Support refers to the number of test images that belong to a particular class. The classes with the highest support in this dataset are polyps and dyed-lifted-polyps with 2604 and 1803 images, respectively. However, the highest-performing classes based on precision, recall, and F1 score are bbps-0-1, bbps-2-3, non-polyps, pylorus, retroflex-stomach, and z-line.
Overall, the results suggest that the ensemble fusion CNN-DarD-22 using the feature fusion CKHK-22 mixed dataset can accurately identify polyps and non-polyp regions in the colon, with several classes exhibiting high precision, recall, and F1 score. The analysed performance metrics are shown in
Figure 25.
From the foregoing, we may deduce that this classifier’s confusion matrix will contain many true positives and true negatives for the classes with high recall values, and many false negatives for the classes with low recall values.
Figure 25 illustrates the confusion matrix for the DaRD-22 with BiLSTM and multi-class SVM performance of the ensemble fusion CNN on the CKHK-22 dataset. More insight into the classifier’s performance might be gained with the use of a thorough confusion matrix, which would show the real number of true positives, false positives, true negatives, and false negatives for each class. The performance metric recall indicates how many true positive instances were accurately labelled as such by the classifier. The following may be inferred from the table of recall values: it turns out that “bbps-0-1” (0.98), “bbps-2-3” (0.99), “cecum” (0.99), “polyps” (0.82), “pylorus” (1.00), “retroflex-stomach” (0.99), and “z-line” (0.99) had the greatest recall values. These are the categories for which a large percentage of true positives were properly identified by the classifier. Recall values for “dyed-lifted-polyps” (92.2%) and “dyed-resection-margins” (43.3%) were the lowest. These are the categories where the classifier produced a larger number of false negatives because it incorrectly classified a large percentage of true positives.

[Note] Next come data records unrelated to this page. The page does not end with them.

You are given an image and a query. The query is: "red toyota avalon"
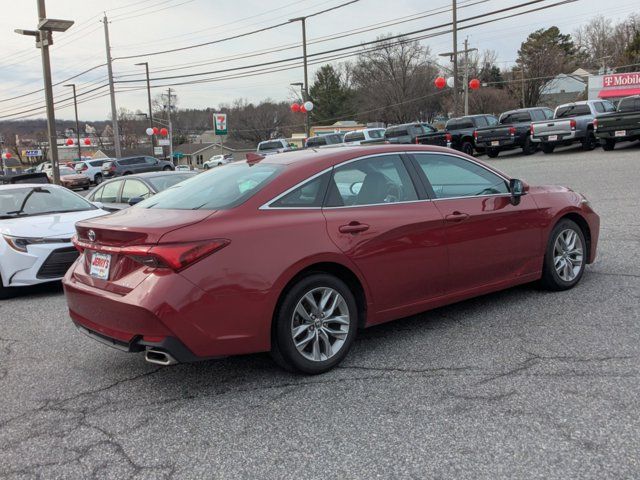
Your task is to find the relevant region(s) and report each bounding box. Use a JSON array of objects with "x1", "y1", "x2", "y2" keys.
[{"x1": 64, "y1": 145, "x2": 600, "y2": 374}]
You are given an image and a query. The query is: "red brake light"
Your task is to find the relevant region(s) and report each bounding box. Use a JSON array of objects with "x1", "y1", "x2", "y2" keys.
[{"x1": 122, "y1": 239, "x2": 229, "y2": 271}]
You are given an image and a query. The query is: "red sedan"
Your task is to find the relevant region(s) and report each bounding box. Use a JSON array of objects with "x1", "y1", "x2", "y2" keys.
[{"x1": 64, "y1": 145, "x2": 600, "y2": 373}]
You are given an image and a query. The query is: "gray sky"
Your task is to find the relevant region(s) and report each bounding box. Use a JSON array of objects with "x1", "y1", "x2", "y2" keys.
[{"x1": 0, "y1": 0, "x2": 639, "y2": 122}]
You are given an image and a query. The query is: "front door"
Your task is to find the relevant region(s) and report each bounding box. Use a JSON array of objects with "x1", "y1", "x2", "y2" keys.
[
  {"x1": 323, "y1": 154, "x2": 447, "y2": 318},
  {"x1": 412, "y1": 153, "x2": 543, "y2": 293}
]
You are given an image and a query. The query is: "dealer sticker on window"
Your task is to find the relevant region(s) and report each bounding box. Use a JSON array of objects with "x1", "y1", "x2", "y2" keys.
[{"x1": 89, "y1": 252, "x2": 111, "y2": 280}]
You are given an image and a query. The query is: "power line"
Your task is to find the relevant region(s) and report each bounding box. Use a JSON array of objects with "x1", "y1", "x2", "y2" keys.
[{"x1": 114, "y1": 0, "x2": 360, "y2": 60}]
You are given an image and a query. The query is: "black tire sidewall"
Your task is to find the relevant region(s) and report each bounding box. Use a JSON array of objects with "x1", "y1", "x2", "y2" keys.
[
  {"x1": 542, "y1": 218, "x2": 588, "y2": 290},
  {"x1": 273, "y1": 273, "x2": 358, "y2": 375}
]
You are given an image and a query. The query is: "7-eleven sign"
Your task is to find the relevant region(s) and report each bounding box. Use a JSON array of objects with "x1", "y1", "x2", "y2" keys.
[{"x1": 213, "y1": 113, "x2": 227, "y2": 135}]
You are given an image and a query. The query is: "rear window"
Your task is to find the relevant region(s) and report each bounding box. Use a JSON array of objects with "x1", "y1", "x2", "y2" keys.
[
  {"x1": 556, "y1": 105, "x2": 591, "y2": 118},
  {"x1": 500, "y1": 112, "x2": 531, "y2": 125},
  {"x1": 134, "y1": 163, "x2": 283, "y2": 210},
  {"x1": 146, "y1": 172, "x2": 195, "y2": 192},
  {"x1": 258, "y1": 142, "x2": 284, "y2": 152}
]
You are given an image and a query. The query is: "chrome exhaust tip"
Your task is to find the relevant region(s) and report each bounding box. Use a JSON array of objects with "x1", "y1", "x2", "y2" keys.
[{"x1": 144, "y1": 348, "x2": 178, "y2": 366}]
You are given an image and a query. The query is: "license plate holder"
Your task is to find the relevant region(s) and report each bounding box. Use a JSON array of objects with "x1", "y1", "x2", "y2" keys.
[{"x1": 89, "y1": 252, "x2": 111, "y2": 280}]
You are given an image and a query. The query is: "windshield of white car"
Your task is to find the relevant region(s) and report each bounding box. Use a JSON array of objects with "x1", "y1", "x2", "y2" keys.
[{"x1": 0, "y1": 186, "x2": 96, "y2": 219}]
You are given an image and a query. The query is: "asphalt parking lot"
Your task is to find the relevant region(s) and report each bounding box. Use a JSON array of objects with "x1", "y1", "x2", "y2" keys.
[{"x1": 0, "y1": 145, "x2": 640, "y2": 479}]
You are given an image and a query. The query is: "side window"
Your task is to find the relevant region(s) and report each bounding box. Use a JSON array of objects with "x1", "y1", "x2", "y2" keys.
[
  {"x1": 100, "y1": 180, "x2": 122, "y2": 203},
  {"x1": 325, "y1": 155, "x2": 418, "y2": 207},
  {"x1": 120, "y1": 180, "x2": 151, "y2": 203},
  {"x1": 413, "y1": 153, "x2": 509, "y2": 198},
  {"x1": 475, "y1": 117, "x2": 489, "y2": 127},
  {"x1": 269, "y1": 173, "x2": 330, "y2": 208}
]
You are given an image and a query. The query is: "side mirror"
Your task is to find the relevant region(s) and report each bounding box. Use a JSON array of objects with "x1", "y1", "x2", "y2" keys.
[{"x1": 509, "y1": 178, "x2": 527, "y2": 205}]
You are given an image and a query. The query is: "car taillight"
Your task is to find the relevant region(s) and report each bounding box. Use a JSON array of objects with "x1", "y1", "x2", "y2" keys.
[{"x1": 121, "y1": 239, "x2": 229, "y2": 271}]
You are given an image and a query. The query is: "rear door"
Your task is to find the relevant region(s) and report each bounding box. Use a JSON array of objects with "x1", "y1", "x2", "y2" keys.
[
  {"x1": 412, "y1": 153, "x2": 543, "y2": 293},
  {"x1": 323, "y1": 154, "x2": 447, "y2": 319}
]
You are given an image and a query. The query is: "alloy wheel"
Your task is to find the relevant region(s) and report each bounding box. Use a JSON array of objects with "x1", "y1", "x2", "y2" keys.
[
  {"x1": 553, "y1": 229, "x2": 584, "y2": 282},
  {"x1": 291, "y1": 287, "x2": 351, "y2": 362}
]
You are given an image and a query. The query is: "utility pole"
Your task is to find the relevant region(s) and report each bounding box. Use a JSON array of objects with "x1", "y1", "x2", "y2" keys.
[
  {"x1": 451, "y1": 0, "x2": 458, "y2": 117},
  {"x1": 102, "y1": 13, "x2": 122, "y2": 158},
  {"x1": 136, "y1": 62, "x2": 156, "y2": 156},
  {"x1": 167, "y1": 87, "x2": 173, "y2": 163},
  {"x1": 65, "y1": 83, "x2": 82, "y2": 161},
  {"x1": 289, "y1": 16, "x2": 310, "y2": 138},
  {"x1": 15, "y1": 0, "x2": 73, "y2": 185}
]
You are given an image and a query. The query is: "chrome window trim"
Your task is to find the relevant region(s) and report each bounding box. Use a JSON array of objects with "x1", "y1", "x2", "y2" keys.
[{"x1": 258, "y1": 150, "x2": 511, "y2": 210}]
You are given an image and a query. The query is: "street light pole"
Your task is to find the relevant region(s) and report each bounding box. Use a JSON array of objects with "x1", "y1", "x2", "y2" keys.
[
  {"x1": 289, "y1": 16, "x2": 310, "y2": 138},
  {"x1": 15, "y1": 0, "x2": 73, "y2": 185},
  {"x1": 65, "y1": 83, "x2": 82, "y2": 161},
  {"x1": 136, "y1": 62, "x2": 156, "y2": 156}
]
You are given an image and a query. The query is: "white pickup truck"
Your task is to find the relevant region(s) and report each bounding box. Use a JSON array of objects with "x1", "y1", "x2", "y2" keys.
[{"x1": 531, "y1": 100, "x2": 615, "y2": 153}]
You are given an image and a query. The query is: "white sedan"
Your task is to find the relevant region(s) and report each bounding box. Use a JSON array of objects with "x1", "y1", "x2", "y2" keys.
[{"x1": 0, "y1": 184, "x2": 108, "y2": 298}]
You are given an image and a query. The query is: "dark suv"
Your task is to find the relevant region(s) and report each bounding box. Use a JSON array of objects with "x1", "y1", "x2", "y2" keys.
[{"x1": 102, "y1": 157, "x2": 175, "y2": 178}]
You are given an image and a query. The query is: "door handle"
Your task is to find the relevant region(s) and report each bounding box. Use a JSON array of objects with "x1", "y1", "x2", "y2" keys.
[
  {"x1": 338, "y1": 222, "x2": 369, "y2": 233},
  {"x1": 444, "y1": 210, "x2": 469, "y2": 222}
]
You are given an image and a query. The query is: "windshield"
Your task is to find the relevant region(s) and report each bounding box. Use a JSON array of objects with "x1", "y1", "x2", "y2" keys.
[
  {"x1": 135, "y1": 162, "x2": 283, "y2": 210},
  {"x1": 147, "y1": 172, "x2": 195, "y2": 192},
  {"x1": 0, "y1": 186, "x2": 96, "y2": 218}
]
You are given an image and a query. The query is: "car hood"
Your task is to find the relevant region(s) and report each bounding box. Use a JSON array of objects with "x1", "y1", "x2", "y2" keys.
[{"x1": 0, "y1": 209, "x2": 109, "y2": 238}]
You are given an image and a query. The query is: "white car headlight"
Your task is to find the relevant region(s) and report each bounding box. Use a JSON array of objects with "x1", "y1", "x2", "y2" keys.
[{"x1": 2, "y1": 235, "x2": 71, "y2": 252}]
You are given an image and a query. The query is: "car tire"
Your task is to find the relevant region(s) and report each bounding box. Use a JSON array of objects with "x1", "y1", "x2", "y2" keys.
[
  {"x1": 271, "y1": 272, "x2": 358, "y2": 375},
  {"x1": 582, "y1": 130, "x2": 598, "y2": 152},
  {"x1": 460, "y1": 142, "x2": 473, "y2": 157},
  {"x1": 602, "y1": 138, "x2": 616, "y2": 152},
  {"x1": 522, "y1": 137, "x2": 538, "y2": 155},
  {"x1": 541, "y1": 218, "x2": 587, "y2": 291},
  {"x1": 540, "y1": 143, "x2": 556, "y2": 153}
]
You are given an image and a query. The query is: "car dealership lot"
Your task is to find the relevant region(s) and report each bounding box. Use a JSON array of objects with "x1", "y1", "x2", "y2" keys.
[{"x1": 0, "y1": 145, "x2": 640, "y2": 478}]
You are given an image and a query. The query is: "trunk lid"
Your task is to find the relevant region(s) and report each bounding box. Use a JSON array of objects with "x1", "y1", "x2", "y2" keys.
[{"x1": 73, "y1": 208, "x2": 216, "y2": 295}]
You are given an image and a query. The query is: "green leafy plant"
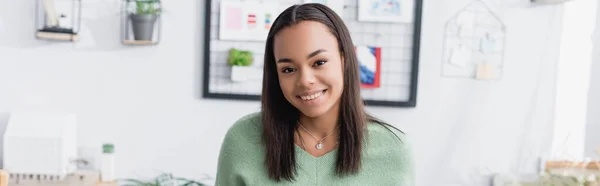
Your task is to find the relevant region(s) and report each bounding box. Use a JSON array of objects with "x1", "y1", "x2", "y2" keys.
[
  {"x1": 135, "y1": 0, "x2": 161, "y2": 15},
  {"x1": 227, "y1": 48, "x2": 254, "y2": 66},
  {"x1": 123, "y1": 173, "x2": 206, "y2": 186}
]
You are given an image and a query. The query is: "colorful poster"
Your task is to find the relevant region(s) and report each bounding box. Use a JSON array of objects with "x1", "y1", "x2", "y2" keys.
[
  {"x1": 356, "y1": 46, "x2": 381, "y2": 88},
  {"x1": 219, "y1": 1, "x2": 281, "y2": 41},
  {"x1": 358, "y1": 0, "x2": 415, "y2": 23},
  {"x1": 304, "y1": 0, "x2": 344, "y2": 17}
]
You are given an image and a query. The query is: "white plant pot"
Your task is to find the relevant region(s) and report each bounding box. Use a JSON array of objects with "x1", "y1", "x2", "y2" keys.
[{"x1": 231, "y1": 66, "x2": 262, "y2": 82}]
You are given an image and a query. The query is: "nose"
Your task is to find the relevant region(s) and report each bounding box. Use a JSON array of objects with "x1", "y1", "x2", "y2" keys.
[{"x1": 296, "y1": 68, "x2": 317, "y2": 87}]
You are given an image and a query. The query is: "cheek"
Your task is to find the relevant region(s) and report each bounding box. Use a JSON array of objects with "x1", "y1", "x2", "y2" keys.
[{"x1": 279, "y1": 76, "x2": 294, "y2": 96}]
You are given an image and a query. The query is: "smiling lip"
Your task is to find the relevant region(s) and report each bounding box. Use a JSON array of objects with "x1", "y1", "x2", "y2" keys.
[
  {"x1": 296, "y1": 89, "x2": 327, "y2": 103},
  {"x1": 296, "y1": 89, "x2": 325, "y2": 96}
]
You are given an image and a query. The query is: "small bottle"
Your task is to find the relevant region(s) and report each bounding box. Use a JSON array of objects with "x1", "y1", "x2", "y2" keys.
[{"x1": 100, "y1": 144, "x2": 115, "y2": 182}]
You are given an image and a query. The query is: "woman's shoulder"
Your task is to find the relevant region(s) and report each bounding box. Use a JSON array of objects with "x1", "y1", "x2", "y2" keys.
[{"x1": 367, "y1": 122, "x2": 409, "y2": 148}]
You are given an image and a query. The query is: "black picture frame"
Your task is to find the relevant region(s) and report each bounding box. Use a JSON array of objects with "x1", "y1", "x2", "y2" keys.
[{"x1": 202, "y1": 0, "x2": 423, "y2": 108}]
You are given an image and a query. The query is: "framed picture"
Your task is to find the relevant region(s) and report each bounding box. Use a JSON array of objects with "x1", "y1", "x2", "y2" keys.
[
  {"x1": 219, "y1": 1, "x2": 280, "y2": 41},
  {"x1": 358, "y1": 0, "x2": 415, "y2": 23},
  {"x1": 304, "y1": 0, "x2": 344, "y2": 17},
  {"x1": 200, "y1": 0, "x2": 423, "y2": 108},
  {"x1": 356, "y1": 46, "x2": 381, "y2": 88}
]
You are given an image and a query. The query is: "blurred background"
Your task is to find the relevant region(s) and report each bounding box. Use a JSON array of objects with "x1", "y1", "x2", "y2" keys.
[{"x1": 0, "y1": 0, "x2": 600, "y2": 186}]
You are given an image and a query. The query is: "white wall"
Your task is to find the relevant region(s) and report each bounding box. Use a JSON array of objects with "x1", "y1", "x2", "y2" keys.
[
  {"x1": 585, "y1": 0, "x2": 600, "y2": 158},
  {"x1": 0, "y1": 0, "x2": 561, "y2": 186}
]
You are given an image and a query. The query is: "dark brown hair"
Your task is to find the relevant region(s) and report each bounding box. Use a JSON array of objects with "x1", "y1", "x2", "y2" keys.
[{"x1": 261, "y1": 3, "x2": 404, "y2": 181}]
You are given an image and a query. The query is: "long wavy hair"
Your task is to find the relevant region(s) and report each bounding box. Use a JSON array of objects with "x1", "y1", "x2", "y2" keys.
[{"x1": 261, "y1": 3, "x2": 404, "y2": 181}]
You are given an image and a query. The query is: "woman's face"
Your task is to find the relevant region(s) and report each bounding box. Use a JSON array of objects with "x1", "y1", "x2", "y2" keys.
[{"x1": 273, "y1": 21, "x2": 344, "y2": 117}]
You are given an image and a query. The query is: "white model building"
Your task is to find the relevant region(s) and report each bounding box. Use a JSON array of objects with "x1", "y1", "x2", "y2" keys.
[{"x1": 3, "y1": 112, "x2": 77, "y2": 179}]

The ROC curve is a graphical representation of a binary classifier system’s performance as its discrimination threshold is altered.
Figure 26 depicts the confusion matrix and
Figure 27 depicts the ROC curve for DaRD-22 using the CKHK-22 feature fusion dataset. The True Positive Rate (TPR) is plotted on the
y-axis and the False Positive Rate (FPR) is plotted on the
x-axis. AUC (Area Under the Curve) is a metric that assesses the classification system’s overall performance. In this instance, the AUC value is 0.9882, indicating that the efficacy of the classifier system is very high. It indicates that the system can effectively differentiate between positive and negative samples. Since the AUC value is close to 1, it can be inferred that there is no misclassification in any class and that the accuracy of all classes is greater than 0.96. The EnsemDeepCADx system is a powerful instrument for detecting and diagnosing colorectal cancer, as evidenced by its AUC of 0.9882 and outstanding accuracy values in all 10 classes.